Testing selects for people who actually want to do those jobs.
There is something to be said for the old cynical saying that actually wanting to have power is the No. 1 reason to be not trusted with it, and ideal rulers should be very, very reluctant to rule. Of course I want to be treated by a doctor who really wants to be a doctor and did not just inherit the job, but I am not really sure I really want to be ruled by someone who just loves to rule people. Not that I take modern monarchism seriously—I tend to mainly toy with the idea of sortitionism i.e. selecting rulers by random lot, because having people who are at least not worse than the average would be an improvement.
Asimov wrote a tale about a society where every national election was decided by the single vote of one randomly selected citizen. I’d flee such a country were it to exist.
There is something to be said for the old cynical saying that actually wanting to have power is the No. 1 reason to be not trusted with it, and ideal rulers should be very, very reluctant to rule. Of course I want to be treated by a doctor who really wants to be a doctor and did not just inherit the job, but I am not really sure I really want to be ruled by someone who just loves to rule people.

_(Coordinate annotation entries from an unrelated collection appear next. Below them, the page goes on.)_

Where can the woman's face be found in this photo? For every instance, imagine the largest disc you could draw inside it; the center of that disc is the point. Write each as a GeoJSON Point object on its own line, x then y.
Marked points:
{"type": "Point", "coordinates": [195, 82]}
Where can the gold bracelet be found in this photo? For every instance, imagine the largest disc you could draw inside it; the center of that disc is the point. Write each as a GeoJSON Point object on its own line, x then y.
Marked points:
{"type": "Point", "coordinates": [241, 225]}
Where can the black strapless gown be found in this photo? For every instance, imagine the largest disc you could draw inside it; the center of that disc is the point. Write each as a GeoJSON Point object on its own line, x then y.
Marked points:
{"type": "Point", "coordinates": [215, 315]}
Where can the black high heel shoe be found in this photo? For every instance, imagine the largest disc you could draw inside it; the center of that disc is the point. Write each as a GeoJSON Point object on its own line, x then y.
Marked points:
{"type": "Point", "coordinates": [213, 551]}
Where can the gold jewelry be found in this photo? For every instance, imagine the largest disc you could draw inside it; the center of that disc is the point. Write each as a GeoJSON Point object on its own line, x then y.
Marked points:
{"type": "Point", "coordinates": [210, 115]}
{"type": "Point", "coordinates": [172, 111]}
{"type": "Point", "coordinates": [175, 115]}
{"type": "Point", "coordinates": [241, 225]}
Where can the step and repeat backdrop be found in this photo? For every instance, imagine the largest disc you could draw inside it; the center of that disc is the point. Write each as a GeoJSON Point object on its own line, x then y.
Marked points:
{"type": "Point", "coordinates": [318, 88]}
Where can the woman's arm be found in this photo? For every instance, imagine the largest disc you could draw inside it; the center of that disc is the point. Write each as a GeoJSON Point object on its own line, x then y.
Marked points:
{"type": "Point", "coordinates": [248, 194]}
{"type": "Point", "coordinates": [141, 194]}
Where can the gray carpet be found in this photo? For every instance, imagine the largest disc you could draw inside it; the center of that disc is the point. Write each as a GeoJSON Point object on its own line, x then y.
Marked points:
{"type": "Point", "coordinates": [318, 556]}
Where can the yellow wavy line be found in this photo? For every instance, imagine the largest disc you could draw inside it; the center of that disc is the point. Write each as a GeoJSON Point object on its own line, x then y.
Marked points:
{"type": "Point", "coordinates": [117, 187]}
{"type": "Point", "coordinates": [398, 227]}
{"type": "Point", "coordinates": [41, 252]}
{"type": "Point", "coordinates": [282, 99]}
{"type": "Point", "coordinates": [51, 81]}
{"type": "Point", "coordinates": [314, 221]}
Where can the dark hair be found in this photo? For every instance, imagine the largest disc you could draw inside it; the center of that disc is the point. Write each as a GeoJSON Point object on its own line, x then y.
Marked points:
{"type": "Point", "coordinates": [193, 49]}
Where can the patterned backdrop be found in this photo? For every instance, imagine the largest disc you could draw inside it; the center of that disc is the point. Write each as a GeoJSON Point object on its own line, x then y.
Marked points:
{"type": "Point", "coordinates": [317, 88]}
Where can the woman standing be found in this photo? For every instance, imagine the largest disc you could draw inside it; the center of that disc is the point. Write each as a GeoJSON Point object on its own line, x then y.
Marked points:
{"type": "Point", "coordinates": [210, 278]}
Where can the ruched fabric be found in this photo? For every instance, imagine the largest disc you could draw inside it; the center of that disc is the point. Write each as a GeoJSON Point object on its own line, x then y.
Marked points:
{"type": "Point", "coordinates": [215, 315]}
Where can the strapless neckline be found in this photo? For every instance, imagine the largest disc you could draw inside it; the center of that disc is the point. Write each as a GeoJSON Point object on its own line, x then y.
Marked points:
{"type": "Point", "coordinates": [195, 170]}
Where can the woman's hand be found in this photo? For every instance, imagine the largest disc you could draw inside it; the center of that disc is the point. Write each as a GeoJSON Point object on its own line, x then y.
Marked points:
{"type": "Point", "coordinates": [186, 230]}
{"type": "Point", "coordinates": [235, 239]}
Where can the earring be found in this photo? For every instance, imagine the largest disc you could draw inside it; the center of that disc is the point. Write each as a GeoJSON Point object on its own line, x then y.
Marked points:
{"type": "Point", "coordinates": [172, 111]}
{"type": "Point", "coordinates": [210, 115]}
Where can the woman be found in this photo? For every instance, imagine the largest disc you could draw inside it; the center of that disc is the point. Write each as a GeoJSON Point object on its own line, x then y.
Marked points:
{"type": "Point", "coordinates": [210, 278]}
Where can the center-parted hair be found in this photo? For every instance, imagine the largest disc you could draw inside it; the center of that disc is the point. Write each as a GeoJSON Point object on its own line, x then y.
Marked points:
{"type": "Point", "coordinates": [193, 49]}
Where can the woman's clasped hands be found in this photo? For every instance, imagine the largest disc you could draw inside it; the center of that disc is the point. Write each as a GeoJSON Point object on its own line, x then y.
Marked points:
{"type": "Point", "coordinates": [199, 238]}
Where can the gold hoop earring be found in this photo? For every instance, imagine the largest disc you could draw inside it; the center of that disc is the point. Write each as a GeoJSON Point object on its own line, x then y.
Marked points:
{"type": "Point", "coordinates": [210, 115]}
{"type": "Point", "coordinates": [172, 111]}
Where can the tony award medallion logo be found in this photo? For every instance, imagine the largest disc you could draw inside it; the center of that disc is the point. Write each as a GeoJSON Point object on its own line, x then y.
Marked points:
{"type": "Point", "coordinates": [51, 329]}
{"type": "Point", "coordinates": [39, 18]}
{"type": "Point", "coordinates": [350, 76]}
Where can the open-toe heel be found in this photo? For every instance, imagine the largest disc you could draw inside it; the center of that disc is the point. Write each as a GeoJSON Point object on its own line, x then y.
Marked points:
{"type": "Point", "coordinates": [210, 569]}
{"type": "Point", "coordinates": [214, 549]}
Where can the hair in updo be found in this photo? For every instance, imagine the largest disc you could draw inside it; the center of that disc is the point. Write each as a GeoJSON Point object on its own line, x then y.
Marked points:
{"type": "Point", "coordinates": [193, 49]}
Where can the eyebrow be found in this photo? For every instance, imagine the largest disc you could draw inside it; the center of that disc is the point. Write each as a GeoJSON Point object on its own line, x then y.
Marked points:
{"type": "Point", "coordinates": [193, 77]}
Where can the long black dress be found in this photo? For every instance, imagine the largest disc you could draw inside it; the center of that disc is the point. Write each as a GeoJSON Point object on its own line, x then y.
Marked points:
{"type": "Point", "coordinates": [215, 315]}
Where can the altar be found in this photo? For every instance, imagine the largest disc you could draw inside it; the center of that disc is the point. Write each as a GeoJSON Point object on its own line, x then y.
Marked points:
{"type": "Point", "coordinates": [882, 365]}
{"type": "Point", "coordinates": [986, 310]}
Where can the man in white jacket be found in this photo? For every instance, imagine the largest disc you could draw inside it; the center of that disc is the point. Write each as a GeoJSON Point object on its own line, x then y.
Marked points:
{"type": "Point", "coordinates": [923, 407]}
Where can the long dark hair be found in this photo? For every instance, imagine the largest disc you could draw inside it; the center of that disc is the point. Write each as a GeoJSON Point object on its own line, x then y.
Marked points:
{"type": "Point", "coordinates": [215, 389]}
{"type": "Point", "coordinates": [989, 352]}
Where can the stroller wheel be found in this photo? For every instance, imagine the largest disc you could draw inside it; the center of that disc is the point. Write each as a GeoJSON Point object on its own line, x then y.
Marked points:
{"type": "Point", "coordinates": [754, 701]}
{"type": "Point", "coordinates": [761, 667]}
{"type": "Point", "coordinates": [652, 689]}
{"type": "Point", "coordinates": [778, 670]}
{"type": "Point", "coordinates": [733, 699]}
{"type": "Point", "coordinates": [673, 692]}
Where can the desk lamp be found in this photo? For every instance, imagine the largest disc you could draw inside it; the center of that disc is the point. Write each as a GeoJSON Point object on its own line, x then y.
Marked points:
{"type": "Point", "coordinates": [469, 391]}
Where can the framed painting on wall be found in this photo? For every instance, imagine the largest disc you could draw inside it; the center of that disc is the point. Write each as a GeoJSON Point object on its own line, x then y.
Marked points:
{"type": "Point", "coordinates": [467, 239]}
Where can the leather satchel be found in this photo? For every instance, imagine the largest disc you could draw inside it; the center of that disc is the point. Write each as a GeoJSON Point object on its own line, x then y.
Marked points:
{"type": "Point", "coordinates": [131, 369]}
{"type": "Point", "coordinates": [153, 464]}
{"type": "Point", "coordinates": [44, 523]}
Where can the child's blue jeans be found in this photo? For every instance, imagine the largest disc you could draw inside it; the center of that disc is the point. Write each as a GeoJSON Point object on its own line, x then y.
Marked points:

Not that I take modern monarchism seriously—I tend to mainly toy with the idea of sortitionism i.e. selecting rulers by random lot, because having people who are at least not worse than the average would be an improvement.
Asimov wrote a tale about a society where every national election was decided by the single vote of one randomly selected citizen. I’d flee such a country were it to exist.
I fear you may overestimate “the average”.
(I also like the idea of sortition, but I would use it as a way of selecting some of the members of an otherwise somewhat-meritocratic body.)